The Department of Labor says there is no change in policy — that this guidance is just an attempt to aid compliance. However, some business groups feel this is a change.  If you read the guidance, it provides examples or tests of what constitute joint employers.  For example, there are “horizontal” employer relationships where two businesses that separately employ a worker may have an association or be related in a way that makes them joint employers.  There are also “vertical” relationships where an employer might hire another business or subcontractor to do work and those employees are considered employed by both even if there is not control or supervision by one employer, because a degree of economic dependence exists.

How is the guidance related to the NLRB’s change in the joint-employer definition?

The NLRB is generally responsible for policies that affect workers’ rights to organize.  The Board expanded the definition of joint employer to capture not only those with direct control over employees, but also some that have indirect or un-exercised control or supervision. The DoL oversees the enforcement of other labor laws, like minimum wage and overtime, and their guidance applies a broader interpretation of employment that relies on “economic realities” rather than control of workers.

Why is it important to consider the DoL’s guidance?

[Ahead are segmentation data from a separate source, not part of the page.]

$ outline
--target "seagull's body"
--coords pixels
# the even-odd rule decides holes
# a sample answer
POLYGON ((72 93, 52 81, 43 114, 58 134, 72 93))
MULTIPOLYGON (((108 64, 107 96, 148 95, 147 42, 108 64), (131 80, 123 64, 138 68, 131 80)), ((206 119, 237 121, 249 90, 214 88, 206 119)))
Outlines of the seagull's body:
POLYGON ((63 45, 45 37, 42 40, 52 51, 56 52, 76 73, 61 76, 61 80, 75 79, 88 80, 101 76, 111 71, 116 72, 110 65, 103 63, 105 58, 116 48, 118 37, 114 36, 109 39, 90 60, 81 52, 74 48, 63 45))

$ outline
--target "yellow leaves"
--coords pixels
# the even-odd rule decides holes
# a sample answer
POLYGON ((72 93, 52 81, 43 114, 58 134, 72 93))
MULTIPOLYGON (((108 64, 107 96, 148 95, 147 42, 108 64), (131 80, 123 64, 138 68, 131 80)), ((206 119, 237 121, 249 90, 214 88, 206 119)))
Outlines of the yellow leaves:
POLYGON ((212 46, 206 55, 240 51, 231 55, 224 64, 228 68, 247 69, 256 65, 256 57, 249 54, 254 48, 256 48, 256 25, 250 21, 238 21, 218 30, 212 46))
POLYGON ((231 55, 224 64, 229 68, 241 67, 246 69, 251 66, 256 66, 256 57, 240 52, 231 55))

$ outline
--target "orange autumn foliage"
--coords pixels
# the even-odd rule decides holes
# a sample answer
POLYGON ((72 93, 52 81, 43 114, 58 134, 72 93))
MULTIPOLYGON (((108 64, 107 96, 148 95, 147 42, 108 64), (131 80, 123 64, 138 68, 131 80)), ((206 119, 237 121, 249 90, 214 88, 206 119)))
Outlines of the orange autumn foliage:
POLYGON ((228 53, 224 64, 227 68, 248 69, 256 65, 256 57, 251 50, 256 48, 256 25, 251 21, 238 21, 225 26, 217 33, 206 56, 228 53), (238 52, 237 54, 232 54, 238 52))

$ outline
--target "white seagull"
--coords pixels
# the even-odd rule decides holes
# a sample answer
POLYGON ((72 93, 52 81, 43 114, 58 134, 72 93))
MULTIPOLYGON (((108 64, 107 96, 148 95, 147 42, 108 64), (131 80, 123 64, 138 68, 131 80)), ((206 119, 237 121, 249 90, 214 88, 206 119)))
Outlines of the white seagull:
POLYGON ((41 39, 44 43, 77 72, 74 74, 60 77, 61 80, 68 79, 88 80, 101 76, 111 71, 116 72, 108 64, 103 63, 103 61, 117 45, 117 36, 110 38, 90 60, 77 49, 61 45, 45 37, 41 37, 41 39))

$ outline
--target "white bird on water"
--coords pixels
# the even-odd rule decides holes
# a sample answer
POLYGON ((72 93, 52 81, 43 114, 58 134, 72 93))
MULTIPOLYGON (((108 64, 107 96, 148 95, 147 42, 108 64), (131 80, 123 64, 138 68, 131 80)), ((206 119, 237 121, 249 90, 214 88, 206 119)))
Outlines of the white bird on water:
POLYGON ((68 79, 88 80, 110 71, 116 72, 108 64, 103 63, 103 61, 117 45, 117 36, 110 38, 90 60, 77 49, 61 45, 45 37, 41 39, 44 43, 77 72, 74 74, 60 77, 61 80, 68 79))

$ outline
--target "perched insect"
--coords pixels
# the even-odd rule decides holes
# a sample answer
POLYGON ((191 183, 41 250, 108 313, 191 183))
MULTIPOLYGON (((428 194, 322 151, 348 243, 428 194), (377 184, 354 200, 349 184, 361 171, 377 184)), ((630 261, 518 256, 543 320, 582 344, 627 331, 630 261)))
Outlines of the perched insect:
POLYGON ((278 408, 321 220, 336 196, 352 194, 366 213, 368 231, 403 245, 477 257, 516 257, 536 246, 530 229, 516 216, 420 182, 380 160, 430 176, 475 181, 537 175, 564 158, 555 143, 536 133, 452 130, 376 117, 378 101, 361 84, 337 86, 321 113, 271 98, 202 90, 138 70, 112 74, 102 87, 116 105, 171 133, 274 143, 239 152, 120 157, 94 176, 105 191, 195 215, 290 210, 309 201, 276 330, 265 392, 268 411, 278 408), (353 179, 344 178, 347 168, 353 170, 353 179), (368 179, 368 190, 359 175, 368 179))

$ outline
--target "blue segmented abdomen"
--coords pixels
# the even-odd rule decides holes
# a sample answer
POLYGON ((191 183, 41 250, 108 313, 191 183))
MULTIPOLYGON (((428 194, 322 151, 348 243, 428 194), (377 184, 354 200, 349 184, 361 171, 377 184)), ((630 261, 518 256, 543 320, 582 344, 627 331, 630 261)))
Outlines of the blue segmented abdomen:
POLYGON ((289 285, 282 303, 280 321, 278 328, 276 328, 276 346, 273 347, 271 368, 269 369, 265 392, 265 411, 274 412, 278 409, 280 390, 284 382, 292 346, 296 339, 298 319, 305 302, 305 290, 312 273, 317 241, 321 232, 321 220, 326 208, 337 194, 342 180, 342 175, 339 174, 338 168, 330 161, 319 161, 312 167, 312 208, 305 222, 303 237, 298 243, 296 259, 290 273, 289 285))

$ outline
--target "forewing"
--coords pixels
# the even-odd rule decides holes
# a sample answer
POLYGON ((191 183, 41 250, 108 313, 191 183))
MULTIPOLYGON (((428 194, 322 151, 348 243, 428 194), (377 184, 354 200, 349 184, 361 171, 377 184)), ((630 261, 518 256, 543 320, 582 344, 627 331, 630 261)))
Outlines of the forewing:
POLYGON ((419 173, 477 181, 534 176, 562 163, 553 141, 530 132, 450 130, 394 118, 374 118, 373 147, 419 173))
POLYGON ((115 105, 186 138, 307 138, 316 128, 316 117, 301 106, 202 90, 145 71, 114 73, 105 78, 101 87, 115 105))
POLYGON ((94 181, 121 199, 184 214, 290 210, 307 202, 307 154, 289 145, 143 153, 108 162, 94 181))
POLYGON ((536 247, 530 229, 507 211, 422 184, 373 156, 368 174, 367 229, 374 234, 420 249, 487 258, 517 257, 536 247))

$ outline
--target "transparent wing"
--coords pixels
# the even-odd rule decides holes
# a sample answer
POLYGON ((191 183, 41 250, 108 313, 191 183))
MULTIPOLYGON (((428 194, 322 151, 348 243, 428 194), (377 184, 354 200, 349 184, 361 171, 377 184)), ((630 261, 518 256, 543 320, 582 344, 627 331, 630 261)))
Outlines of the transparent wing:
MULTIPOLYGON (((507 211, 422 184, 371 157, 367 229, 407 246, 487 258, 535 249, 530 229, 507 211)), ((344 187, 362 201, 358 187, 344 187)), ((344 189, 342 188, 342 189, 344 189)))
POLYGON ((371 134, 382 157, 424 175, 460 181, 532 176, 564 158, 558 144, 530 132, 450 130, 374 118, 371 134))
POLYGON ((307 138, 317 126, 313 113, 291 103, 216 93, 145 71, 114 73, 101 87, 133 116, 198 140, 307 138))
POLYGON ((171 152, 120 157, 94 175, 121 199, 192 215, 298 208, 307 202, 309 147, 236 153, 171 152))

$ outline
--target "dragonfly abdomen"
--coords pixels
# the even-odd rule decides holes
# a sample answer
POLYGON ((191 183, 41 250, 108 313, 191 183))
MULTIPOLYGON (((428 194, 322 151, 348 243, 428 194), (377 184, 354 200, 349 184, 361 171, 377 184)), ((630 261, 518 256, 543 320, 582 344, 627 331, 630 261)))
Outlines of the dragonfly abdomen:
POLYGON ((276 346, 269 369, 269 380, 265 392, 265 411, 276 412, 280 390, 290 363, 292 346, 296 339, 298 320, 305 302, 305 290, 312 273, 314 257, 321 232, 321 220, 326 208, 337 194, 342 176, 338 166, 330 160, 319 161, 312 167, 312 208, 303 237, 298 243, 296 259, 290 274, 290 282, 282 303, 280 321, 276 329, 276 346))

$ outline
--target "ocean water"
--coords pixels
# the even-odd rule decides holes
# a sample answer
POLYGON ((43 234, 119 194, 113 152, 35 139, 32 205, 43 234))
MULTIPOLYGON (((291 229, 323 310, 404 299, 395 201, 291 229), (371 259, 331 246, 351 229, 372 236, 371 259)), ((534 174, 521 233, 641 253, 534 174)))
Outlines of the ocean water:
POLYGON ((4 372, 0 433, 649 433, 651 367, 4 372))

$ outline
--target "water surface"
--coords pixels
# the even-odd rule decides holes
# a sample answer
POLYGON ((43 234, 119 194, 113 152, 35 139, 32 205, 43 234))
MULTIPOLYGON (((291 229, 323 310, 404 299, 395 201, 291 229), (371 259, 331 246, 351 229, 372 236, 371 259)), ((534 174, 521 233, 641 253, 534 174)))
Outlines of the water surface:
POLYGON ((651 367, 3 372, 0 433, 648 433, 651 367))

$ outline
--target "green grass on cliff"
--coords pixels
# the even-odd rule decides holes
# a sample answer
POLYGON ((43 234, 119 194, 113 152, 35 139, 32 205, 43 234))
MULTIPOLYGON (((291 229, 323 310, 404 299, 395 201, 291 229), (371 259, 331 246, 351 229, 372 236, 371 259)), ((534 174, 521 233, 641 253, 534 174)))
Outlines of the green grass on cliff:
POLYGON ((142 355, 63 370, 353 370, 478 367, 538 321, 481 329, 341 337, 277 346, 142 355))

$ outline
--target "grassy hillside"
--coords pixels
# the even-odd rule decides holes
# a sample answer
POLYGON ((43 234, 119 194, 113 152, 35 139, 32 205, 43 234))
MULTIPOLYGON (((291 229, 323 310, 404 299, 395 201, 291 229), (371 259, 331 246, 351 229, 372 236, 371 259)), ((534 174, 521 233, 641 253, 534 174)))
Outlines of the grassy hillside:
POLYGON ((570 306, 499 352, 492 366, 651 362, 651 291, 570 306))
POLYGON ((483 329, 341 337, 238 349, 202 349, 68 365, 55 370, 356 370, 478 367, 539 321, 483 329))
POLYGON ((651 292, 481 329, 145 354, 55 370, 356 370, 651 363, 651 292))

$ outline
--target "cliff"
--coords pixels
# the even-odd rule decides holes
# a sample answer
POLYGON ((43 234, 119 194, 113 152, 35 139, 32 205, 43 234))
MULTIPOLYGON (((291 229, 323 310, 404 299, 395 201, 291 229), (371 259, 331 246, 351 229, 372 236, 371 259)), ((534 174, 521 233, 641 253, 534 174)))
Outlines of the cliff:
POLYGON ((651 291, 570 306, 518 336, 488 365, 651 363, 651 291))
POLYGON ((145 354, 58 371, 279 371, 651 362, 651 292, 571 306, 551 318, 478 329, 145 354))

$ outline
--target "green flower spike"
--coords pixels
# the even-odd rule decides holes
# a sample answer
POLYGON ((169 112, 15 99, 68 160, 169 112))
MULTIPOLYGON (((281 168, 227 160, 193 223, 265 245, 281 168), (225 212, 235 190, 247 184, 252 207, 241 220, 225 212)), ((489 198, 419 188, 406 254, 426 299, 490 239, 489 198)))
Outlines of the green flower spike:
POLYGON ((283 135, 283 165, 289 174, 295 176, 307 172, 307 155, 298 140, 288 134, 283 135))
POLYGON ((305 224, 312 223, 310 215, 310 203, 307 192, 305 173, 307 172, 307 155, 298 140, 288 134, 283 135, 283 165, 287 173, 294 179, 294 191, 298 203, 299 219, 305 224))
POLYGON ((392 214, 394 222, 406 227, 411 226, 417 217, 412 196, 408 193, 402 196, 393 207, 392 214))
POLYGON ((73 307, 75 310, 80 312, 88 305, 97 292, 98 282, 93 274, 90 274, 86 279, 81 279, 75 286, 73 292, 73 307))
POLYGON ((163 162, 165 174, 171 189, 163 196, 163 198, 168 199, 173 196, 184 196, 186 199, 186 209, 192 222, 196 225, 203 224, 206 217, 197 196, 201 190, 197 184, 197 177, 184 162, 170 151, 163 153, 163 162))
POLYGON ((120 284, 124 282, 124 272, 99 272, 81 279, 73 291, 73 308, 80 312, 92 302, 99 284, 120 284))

This action on the part of DoL, in the wake of NLRB’s decision as well as some activity on joint-employer status at the Occupational Safety and Health Administration (OSHA), signals that the Administration, is focused on and, frankly, wary of the trend toward more outsourced work and the motives of employers in seeking outside companies to fulfill some of their needs.  It is anticipated that there will be an uptick in investigations by the DoL and that there will be more employers held accountable for more workers.